The incident, says Frey, resulted in Assault with a Deadly Weapon, Assaulting an Officer of the Law, Felony DUI, Disturbing the Peace, Resisting Arrest, Driving Without a License, Driving Without Insurance, Attempted Incitement of a Riot, Possession of a Narcotic with Intent to Distribute, and Felony Mayhem. In Pieces, this ultimately leads to three months spent in county jail, which serve as the opening for My Friend Leonard.

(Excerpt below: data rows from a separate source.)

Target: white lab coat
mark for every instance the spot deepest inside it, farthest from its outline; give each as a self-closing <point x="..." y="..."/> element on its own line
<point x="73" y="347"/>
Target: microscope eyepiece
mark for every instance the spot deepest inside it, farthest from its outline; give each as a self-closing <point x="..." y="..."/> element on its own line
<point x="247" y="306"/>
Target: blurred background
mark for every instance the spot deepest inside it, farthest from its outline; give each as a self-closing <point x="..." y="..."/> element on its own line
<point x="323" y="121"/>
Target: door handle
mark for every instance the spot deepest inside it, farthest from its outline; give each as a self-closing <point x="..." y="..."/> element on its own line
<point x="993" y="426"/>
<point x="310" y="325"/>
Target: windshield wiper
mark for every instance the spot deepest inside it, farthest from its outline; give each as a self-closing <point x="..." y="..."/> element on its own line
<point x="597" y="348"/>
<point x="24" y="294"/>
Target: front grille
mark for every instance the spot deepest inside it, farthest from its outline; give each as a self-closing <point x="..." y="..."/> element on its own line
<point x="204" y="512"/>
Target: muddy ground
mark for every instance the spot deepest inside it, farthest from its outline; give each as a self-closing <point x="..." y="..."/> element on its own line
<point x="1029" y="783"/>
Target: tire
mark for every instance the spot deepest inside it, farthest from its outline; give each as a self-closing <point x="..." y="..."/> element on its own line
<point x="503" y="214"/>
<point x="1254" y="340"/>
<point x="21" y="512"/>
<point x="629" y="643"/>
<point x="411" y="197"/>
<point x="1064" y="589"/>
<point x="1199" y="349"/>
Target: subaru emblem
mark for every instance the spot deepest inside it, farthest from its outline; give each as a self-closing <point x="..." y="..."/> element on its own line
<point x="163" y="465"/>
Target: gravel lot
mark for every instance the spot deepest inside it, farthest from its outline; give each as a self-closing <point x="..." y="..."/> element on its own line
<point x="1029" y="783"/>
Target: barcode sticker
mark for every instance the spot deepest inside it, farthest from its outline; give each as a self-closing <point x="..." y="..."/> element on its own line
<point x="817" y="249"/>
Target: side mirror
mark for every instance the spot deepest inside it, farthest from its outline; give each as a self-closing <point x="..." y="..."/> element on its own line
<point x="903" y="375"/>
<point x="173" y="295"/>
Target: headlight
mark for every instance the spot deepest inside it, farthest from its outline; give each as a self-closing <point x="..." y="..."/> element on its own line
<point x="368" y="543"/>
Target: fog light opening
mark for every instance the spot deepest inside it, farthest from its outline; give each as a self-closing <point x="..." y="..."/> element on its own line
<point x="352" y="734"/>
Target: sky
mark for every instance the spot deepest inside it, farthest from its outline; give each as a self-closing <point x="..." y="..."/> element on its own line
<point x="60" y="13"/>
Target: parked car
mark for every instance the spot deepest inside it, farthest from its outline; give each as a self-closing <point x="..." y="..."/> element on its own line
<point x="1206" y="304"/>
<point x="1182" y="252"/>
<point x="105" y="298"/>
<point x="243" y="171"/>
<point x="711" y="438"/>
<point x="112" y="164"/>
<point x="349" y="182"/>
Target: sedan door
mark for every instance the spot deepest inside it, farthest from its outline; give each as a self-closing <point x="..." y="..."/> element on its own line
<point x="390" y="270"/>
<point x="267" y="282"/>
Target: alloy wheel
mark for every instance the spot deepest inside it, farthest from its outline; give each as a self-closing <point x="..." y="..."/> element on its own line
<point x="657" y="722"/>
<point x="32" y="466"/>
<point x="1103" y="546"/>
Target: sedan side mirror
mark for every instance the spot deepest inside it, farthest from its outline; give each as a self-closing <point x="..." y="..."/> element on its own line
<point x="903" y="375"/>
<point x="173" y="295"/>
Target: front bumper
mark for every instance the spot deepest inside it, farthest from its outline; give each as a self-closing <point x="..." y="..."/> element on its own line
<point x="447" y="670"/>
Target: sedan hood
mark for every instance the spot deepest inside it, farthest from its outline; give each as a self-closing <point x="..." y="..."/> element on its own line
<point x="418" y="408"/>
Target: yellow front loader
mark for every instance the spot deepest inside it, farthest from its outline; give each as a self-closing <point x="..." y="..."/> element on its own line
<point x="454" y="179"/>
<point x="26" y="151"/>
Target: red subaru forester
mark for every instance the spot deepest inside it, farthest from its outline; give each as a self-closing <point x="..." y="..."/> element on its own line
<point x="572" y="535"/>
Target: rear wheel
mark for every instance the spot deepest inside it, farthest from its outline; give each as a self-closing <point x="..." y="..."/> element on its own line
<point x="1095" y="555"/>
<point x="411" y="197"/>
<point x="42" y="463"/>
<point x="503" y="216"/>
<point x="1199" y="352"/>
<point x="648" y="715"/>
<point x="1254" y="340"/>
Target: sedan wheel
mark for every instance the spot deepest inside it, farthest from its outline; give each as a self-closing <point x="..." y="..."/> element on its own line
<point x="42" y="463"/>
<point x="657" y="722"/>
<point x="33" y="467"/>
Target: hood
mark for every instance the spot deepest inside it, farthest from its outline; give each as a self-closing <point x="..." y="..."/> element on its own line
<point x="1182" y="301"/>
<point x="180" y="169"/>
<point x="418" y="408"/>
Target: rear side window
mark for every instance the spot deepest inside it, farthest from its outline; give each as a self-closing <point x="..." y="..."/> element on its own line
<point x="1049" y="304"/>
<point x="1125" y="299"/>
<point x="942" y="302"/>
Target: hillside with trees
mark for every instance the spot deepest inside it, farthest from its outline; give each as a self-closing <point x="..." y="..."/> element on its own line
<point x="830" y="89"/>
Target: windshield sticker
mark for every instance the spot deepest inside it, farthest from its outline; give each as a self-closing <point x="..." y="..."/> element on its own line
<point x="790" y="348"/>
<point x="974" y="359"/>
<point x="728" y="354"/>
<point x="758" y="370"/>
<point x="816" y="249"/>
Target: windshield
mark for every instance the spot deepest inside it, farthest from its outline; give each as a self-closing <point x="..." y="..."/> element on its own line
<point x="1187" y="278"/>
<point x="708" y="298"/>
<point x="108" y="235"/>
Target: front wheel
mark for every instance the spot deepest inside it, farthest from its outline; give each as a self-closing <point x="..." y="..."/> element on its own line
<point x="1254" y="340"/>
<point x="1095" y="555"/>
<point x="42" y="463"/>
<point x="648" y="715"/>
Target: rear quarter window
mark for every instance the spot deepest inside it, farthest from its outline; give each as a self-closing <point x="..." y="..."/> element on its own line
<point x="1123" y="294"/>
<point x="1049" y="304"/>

While Frey has had the majority of his court records expunged, one document remained — and, of course, the kids at the Smoking Gun got their hands on it. It reveals that there were no charges, no beat-downs, and certainly no time spent in county jail. At most, Frey spent 5 or so hours in custody after his arrest.
The Denison situation isn't the only criminal activity Frey writes of. In Pieces, he claims to have been the subject of an FBI investigation for drug dealing. In reality, Granville, Ohio authorities were merely busting Frey and his Sigma Alpha Epsilon brothers for dime bags and the like. Frey also claimed to be "wanted" in both Michigan and North Carolina, but he later told TSG off-record that they were "alcohol related" and "some bullshit nothing." (The off-record conversations were later put on-record after Frey posted a letter from TSG on his personal site, detailing the off-record material and thus making it on-record. Despite his insistence of transparency, he's brought in legal letter writer extraordinaire, Marty Singer, to work on his behalf.)
TSG has, of course, found even more inconsistencies in Pieces and Leonard, but you get the idea. We doubt either book is purely fiction (though, interestingly, Pieces was initially pitched as such), though it's clear that Frey has taken some serious dramatic liberties. And that might not be such a big deal if he hadn't consistently, appearance after appearance, insisted that all the events — even the little details — in the book are 100% true. Hell, he even brought Oprah to tears. And if you make Oprah cry under false pretenses, well, we just can't stand by that.
But, on the other hand, the memoir genre is so damn glutted. It feels kinda nice to have some quality fiction back on the bestseller lists.